Wat een goed ontwikkelde voorspellende gaven heb ik toch. Want het is een leuke week. Bert en CV zijn overgekomen uit de Filippijnen, Tukker en Kirsten uit de VS, Anna en Paul uit Engeland en wij uit Mexico. De andere vaste wintersportgangers zijn uit alle uithoeken van Nederland gekomen. Wat een trouw gezelschap zijn we toch. Er is maar één ochtend dat ik aan het ontbijt roep het eerste vliegtuig terug te willen nemen. Dat ik het nu wel heb gezien, iedereen heb gesproken en weer verlang naar mijn eigen stek in Mexico. Dat is op woensdag, en el señor had het al voorspeld.
Ik ben echt een product van mijn beide ouders. De eerste dagen is het karakter van mijn moeder doorgaans erg vertegenwoordigd. Lachen, omhelzen, gillen, praten, meedoen, interesse tonen en genieten, voeren dan de boventoon. Deze overkill aan emoties houd ik vier dagen vol en dan komt mijn vader in mij naar boven.

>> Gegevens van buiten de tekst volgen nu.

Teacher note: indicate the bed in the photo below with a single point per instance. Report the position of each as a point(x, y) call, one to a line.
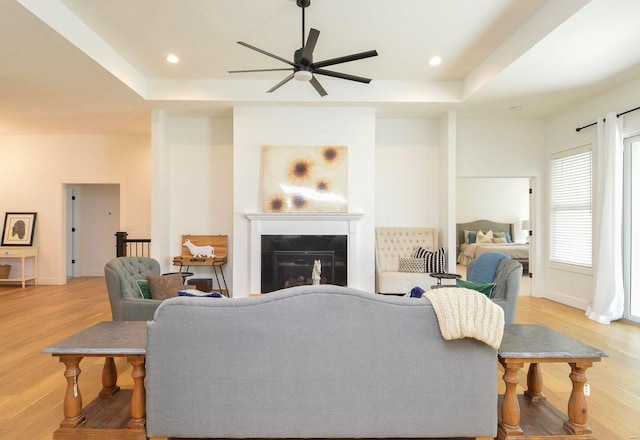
point(468, 250)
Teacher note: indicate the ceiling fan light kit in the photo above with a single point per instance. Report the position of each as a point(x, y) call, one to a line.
point(303, 67)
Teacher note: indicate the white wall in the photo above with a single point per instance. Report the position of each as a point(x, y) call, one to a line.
point(407, 172)
point(258, 126)
point(502, 199)
point(35, 168)
point(566, 284)
point(201, 185)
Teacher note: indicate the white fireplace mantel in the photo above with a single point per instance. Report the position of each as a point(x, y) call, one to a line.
point(316, 223)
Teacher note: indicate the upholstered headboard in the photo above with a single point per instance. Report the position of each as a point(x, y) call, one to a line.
point(483, 225)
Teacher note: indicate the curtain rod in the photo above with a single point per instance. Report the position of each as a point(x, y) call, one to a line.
point(617, 116)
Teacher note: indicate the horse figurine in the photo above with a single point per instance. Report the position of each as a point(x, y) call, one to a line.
point(315, 274)
point(199, 251)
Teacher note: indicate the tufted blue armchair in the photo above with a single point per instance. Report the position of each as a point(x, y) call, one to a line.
point(508, 278)
point(121, 275)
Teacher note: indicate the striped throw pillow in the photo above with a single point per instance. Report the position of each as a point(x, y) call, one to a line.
point(436, 262)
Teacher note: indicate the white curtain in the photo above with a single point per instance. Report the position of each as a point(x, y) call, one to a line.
point(608, 288)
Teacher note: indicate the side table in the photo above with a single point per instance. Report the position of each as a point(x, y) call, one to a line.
point(529, 415)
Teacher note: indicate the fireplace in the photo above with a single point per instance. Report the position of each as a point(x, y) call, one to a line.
point(311, 224)
point(287, 260)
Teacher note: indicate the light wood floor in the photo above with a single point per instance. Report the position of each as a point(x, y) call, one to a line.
point(33, 385)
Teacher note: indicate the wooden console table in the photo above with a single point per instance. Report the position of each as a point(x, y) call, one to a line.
point(21, 253)
point(107, 416)
point(530, 415)
point(220, 244)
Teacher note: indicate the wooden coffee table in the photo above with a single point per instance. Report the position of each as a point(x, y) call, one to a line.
point(115, 413)
point(530, 415)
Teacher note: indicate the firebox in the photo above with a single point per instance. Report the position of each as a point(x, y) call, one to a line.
point(287, 260)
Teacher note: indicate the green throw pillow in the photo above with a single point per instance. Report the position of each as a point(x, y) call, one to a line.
point(143, 287)
point(485, 288)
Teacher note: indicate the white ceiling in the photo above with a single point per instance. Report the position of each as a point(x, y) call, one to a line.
point(96, 66)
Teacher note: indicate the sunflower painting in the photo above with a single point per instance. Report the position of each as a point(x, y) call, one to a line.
point(304, 179)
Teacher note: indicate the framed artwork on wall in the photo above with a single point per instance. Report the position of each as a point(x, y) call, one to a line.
point(18, 228)
point(304, 179)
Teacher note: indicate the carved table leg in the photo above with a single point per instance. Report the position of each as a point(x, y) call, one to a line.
point(138, 398)
point(534, 383)
point(109, 378)
point(72, 405)
point(577, 410)
point(510, 424)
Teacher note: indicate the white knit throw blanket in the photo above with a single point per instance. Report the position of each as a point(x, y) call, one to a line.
point(465, 313)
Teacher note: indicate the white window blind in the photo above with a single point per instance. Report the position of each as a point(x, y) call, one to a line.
point(570, 238)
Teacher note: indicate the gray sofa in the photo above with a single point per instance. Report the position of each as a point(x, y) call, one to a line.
point(314, 362)
point(124, 296)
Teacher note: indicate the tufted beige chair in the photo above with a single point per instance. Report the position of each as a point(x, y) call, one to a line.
point(393, 243)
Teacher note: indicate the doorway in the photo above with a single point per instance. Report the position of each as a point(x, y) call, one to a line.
point(93, 218)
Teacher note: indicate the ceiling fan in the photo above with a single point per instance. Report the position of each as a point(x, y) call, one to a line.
point(304, 69)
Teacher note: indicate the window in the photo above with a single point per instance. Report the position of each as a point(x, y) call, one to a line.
point(570, 232)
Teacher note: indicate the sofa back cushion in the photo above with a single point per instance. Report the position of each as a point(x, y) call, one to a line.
point(314, 362)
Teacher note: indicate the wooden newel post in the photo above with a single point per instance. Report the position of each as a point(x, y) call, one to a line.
point(138, 398)
point(577, 409)
point(72, 405)
point(121, 244)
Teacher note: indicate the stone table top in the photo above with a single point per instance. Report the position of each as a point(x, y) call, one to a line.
point(528, 341)
point(120, 338)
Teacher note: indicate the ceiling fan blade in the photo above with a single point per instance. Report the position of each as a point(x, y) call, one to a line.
point(258, 70)
point(345, 59)
point(342, 75)
point(316, 85)
point(257, 49)
point(281, 83)
point(312, 39)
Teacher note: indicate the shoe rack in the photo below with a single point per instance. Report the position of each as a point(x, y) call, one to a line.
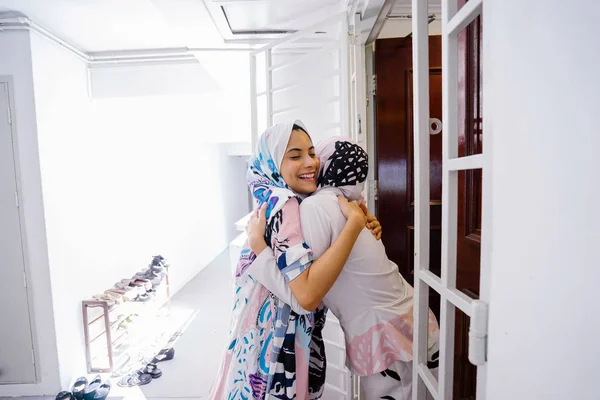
point(114, 335)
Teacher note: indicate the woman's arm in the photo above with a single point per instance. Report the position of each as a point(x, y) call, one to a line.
point(312, 285)
point(264, 270)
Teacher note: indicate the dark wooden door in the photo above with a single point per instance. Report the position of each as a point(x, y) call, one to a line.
point(393, 58)
point(469, 199)
point(394, 147)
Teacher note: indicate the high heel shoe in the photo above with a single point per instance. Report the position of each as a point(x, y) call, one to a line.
point(90, 390)
point(102, 391)
point(65, 396)
point(78, 387)
point(164, 355)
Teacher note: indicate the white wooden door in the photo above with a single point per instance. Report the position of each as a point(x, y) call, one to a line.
point(452, 300)
point(16, 344)
point(304, 76)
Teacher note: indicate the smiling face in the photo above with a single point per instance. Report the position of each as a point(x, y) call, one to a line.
point(300, 165)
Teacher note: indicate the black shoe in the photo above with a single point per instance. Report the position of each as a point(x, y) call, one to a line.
point(90, 390)
point(164, 355)
point(78, 387)
point(152, 370)
point(102, 392)
point(65, 396)
point(136, 378)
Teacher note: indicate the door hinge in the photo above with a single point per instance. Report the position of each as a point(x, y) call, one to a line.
point(372, 85)
point(478, 331)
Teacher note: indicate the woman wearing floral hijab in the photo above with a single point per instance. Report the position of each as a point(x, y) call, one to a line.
point(370, 298)
point(274, 352)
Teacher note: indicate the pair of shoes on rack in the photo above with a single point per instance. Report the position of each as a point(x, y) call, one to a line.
point(84, 390)
point(141, 377)
point(155, 272)
point(110, 298)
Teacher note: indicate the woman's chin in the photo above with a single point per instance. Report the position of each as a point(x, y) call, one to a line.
point(305, 188)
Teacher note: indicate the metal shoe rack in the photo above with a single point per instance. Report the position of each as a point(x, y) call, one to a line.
point(114, 335)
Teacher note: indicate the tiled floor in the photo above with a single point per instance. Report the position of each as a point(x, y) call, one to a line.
point(198, 351)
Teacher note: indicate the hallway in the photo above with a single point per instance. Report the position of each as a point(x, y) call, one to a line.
point(198, 351)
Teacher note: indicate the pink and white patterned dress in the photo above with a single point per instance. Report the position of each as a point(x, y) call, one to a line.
point(372, 301)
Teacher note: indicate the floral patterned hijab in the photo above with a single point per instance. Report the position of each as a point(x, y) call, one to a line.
point(273, 352)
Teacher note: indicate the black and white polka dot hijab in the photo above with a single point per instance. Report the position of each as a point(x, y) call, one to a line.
point(344, 165)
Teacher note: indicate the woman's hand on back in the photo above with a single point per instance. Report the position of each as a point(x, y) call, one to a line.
point(256, 230)
point(372, 222)
point(352, 212)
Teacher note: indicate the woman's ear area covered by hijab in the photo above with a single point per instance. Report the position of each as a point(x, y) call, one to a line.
point(344, 165)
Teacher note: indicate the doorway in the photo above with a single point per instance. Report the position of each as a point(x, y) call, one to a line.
point(395, 176)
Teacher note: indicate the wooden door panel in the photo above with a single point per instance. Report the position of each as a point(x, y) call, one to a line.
point(394, 149)
point(469, 199)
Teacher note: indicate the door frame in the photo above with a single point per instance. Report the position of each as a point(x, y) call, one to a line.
point(9, 81)
point(453, 21)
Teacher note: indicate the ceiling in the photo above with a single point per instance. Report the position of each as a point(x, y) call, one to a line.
point(119, 25)
point(398, 25)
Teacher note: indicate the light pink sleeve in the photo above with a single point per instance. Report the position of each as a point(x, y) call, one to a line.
point(266, 272)
point(316, 227)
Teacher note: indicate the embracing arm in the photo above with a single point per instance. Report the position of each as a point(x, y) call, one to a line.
point(310, 286)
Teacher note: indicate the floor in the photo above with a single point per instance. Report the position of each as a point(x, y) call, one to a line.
point(198, 351)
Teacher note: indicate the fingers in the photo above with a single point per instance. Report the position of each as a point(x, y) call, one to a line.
point(263, 212)
point(364, 208)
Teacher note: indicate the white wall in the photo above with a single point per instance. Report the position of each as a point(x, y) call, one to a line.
point(15, 61)
point(125, 179)
point(60, 85)
point(541, 96)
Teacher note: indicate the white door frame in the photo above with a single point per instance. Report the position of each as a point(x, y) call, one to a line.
point(453, 21)
point(8, 80)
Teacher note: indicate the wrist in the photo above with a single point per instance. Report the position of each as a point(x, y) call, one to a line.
point(258, 248)
point(357, 221)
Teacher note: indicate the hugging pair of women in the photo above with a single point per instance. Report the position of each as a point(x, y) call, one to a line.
point(311, 250)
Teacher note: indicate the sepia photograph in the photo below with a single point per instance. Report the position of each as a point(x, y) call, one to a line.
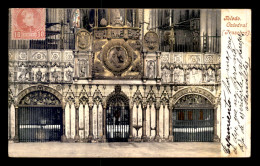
point(129, 82)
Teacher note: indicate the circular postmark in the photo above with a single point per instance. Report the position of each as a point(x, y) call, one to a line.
point(29, 20)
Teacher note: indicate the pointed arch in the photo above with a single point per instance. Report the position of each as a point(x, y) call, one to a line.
point(52, 91)
point(194, 90)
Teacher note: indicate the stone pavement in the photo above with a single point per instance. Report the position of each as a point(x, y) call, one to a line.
point(115, 150)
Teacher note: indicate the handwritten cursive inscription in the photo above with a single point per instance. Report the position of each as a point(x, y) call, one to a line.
point(235, 94)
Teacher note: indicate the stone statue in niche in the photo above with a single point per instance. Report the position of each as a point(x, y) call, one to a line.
point(151, 69)
point(83, 39)
point(178, 75)
point(39, 76)
point(210, 75)
point(166, 76)
point(55, 75)
point(69, 75)
point(195, 76)
point(25, 74)
point(46, 76)
point(83, 67)
point(117, 17)
point(218, 75)
point(187, 76)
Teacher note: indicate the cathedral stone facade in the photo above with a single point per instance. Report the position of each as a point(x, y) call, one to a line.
point(105, 75)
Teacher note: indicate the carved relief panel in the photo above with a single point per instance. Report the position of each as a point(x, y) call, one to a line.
point(151, 41)
point(83, 40)
point(117, 59)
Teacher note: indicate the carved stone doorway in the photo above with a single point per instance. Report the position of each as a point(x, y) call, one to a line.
point(117, 119)
point(193, 119)
point(39, 117)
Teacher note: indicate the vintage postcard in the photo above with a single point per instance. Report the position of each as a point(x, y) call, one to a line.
point(108, 82)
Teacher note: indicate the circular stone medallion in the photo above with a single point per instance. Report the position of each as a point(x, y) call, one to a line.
point(117, 59)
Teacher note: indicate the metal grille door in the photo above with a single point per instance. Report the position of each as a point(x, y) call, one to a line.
point(193, 125)
point(40, 124)
point(117, 123)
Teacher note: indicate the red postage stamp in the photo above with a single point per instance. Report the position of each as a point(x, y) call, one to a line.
point(28, 23)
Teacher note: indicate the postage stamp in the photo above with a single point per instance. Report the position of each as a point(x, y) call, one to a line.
point(28, 24)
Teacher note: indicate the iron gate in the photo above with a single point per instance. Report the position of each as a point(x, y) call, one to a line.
point(40, 124)
point(193, 125)
point(117, 121)
point(193, 119)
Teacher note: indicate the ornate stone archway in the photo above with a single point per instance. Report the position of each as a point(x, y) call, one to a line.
point(202, 92)
point(39, 88)
point(33, 89)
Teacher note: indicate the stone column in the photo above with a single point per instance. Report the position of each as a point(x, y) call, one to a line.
point(16, 138)
point(131, 123)
point(170, 122)
point(144, 66)
point(158, 70)
point(215, 138)
point(77, 123)
point(144, 137)
point(203, 24)
point(157, 136)
point(90, 137)
point(63, 137)
point(104, 124)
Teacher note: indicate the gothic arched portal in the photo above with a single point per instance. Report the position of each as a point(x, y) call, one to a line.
point(193, 119)
point(117, 118)
point(39, 117)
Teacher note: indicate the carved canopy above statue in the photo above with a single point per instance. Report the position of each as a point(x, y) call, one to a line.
point(40, 98)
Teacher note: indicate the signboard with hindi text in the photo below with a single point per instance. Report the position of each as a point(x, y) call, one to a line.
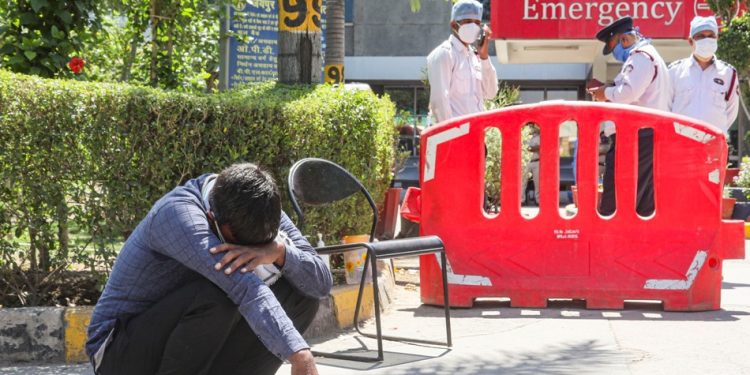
point(581, 19)
point(254, 56)
point(256, 60)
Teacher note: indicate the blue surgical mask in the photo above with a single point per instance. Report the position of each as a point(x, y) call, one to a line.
point(620, 53)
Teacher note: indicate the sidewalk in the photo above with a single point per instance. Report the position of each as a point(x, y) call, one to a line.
point(565, 338)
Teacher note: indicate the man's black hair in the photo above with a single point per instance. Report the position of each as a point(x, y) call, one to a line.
point(247, 199)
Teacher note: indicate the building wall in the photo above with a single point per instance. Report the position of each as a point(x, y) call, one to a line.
point(390, 28)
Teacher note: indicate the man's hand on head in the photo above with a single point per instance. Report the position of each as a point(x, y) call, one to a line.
point(247, 258)
point(303, 363)
point(484, 49)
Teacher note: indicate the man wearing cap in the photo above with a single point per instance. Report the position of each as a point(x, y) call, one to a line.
point(704, 87)
point(643, 81)
point(461, 76)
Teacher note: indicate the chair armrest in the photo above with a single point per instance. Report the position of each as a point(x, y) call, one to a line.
point(407, 247)
point(391, 248)
point(336, 249)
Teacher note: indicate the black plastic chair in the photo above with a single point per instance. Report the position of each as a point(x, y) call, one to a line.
point(318, 182)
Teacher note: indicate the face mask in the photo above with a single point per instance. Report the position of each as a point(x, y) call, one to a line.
point(705, 48)
point(468, 33)
point(621, 54)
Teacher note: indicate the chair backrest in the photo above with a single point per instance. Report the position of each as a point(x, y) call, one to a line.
point(317, 182)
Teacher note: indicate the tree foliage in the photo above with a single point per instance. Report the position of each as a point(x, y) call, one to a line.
point(734, 45)
point(172, 44)
point(41, 36)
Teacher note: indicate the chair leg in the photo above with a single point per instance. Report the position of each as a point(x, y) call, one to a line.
point(370, 261)
point(446, 302)
point(376, 299)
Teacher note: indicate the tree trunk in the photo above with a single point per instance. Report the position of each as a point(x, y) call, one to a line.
point(335, 42)
point(154, 44)
point(299, 41)
point(63, 237)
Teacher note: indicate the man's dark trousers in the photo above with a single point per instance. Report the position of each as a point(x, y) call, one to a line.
point(645, 194)
point(197, 329)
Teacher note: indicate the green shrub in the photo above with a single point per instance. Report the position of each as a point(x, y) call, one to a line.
point(83, 162)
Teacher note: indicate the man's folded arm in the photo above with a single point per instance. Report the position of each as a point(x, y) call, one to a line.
point(303, 267)
point(180, 230)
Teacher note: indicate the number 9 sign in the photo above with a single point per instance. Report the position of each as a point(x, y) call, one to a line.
point(334, 74)
point(299, 15)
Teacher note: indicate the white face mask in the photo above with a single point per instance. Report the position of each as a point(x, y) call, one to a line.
point(705, 48)
point(469, 32)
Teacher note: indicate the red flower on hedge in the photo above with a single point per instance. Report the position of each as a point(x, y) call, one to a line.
point(76, 64)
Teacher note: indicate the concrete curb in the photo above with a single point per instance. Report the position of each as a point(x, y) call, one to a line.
point(57, 334)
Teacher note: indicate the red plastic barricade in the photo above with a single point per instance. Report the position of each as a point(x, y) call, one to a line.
point(674, 256)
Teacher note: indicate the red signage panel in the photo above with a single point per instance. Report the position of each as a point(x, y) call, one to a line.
point(581, 19)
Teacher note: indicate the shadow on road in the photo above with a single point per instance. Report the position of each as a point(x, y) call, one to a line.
point(575, 309)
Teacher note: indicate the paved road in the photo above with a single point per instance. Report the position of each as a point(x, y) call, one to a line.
point(493, 338)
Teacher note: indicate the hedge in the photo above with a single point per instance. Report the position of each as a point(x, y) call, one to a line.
point(83, 162)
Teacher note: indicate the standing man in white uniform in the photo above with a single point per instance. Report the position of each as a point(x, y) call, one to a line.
point(643, 81)
point(461, 77)
point(704, 87)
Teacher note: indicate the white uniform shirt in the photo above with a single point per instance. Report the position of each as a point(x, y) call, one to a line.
point(643, 81)
point(705, 94)
point(459, 80)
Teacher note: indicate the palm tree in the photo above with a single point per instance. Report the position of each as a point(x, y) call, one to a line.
point(299, 41)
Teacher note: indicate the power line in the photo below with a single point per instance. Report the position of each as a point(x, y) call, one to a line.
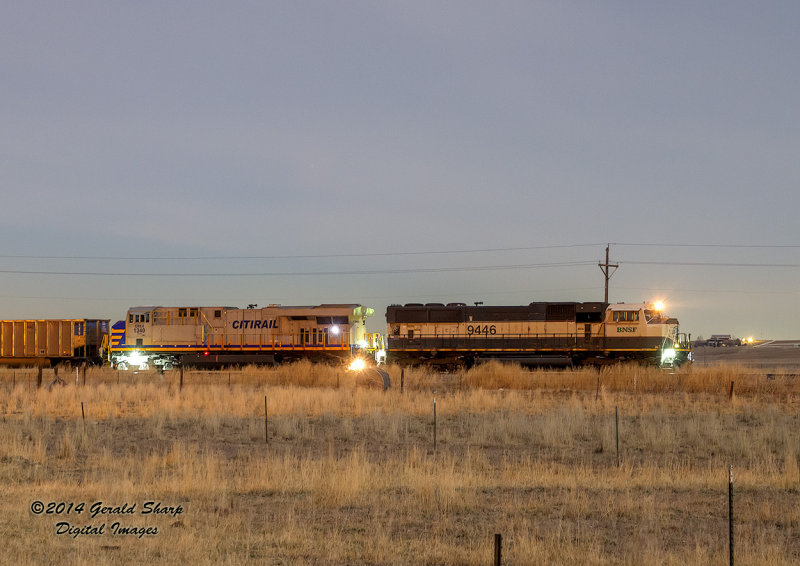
point(306, 273)
point(730, 246)
point(300, 256)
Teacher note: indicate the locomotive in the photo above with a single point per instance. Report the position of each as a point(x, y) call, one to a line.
point(541, 333)
point(52, 341)
point(164, 337)
point(440, 335)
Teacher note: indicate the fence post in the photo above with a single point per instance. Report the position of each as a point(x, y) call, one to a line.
point(434, 424)
point(730, 511)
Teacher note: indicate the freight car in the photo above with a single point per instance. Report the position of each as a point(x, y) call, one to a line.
point(541, 333)
point(163, 337)
point(52, 342)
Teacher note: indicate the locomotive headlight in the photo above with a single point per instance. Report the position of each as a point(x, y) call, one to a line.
point(357, 365)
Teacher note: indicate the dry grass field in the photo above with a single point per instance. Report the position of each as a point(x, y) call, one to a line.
point(152, 473)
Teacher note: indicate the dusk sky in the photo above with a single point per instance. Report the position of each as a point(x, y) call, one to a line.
point(226, 153)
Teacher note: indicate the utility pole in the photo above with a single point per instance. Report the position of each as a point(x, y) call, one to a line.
point(607, 272)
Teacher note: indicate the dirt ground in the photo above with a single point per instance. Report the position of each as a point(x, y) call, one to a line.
point(773, 354)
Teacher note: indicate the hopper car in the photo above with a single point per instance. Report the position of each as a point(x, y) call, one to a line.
point(51, 342)
point(541, 333)
point(440, 335)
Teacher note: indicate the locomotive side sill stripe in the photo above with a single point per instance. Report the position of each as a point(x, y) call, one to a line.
point(223, 349)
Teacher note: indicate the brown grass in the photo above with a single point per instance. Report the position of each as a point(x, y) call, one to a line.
point(350, 475)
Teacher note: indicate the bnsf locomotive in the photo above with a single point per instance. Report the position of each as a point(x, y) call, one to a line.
point(163, 337)
point(537, 334)
point(444, 336)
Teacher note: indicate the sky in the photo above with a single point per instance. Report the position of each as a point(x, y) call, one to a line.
point(227, 153)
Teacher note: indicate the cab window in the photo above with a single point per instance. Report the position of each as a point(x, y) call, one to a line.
point(626, 316)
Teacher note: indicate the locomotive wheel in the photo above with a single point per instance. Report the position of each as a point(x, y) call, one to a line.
point(374, 378)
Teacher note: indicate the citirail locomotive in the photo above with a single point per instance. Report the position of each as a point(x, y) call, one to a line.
point(541, 333)
point(441, 335)
point(163, 337)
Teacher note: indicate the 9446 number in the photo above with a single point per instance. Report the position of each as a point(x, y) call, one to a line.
point(486, 329)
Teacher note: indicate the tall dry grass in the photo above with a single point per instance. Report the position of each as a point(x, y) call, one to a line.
point(350, 475)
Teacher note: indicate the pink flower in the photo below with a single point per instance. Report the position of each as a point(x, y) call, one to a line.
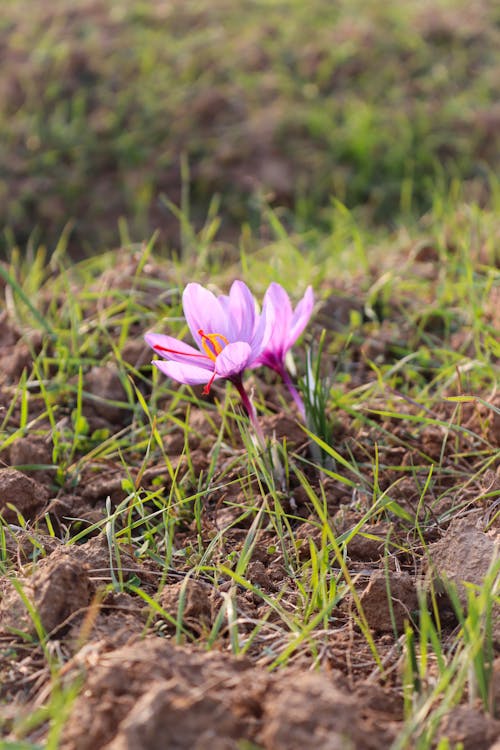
point(287, 327)
point(228, 330)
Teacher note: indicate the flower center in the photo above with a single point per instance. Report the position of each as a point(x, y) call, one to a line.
point(212, 343)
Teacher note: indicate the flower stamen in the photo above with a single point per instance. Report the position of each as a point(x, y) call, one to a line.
point(211, 343)
point(159, 348)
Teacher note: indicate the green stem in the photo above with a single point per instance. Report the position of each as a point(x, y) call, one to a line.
point(250, 410)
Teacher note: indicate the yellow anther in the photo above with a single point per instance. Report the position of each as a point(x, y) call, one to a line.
point(213, 343)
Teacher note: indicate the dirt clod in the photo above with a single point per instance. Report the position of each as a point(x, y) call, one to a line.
point(59, 587)
point(375, 602)
point(26, 495)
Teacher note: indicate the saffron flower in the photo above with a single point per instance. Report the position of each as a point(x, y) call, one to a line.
point(230, 335)
point(287, 327)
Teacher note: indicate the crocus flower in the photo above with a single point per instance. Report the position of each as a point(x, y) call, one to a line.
point(230, 335)
point(287, 327)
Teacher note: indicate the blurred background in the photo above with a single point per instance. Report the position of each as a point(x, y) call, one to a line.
point(119, 119)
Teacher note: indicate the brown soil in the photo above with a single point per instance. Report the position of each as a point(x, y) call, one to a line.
point(144, 682)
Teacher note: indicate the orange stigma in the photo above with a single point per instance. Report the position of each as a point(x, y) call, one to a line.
point(212, 343)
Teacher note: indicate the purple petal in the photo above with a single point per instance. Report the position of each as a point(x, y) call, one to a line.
point(278, 309)
point(233, 359)
point(189, 374)
point(261, 338)
point(241, 310)
point(176, 350)
point(203, 311)
point(300, 317)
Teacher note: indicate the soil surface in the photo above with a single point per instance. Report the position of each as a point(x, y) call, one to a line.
point(144, 675)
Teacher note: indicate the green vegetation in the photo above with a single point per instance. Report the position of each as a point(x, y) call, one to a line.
point(370, 103)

Waarom gillen die Tukkerkinderen zo hard, kunnen ze die niet stil houden zo ‘s ochtends vroeg?, Hoe kan ik bevriend blijven met mensen met zo’n afwijkende politieke voorkeur?, Wat een drukte hier, was ik maar thuis, alleen, achter mijn computer, en nu moet ik ook nog naar Nederland, waar iedereen wat van me wil, zijn dan gedachten die door mijn hoofd spelen.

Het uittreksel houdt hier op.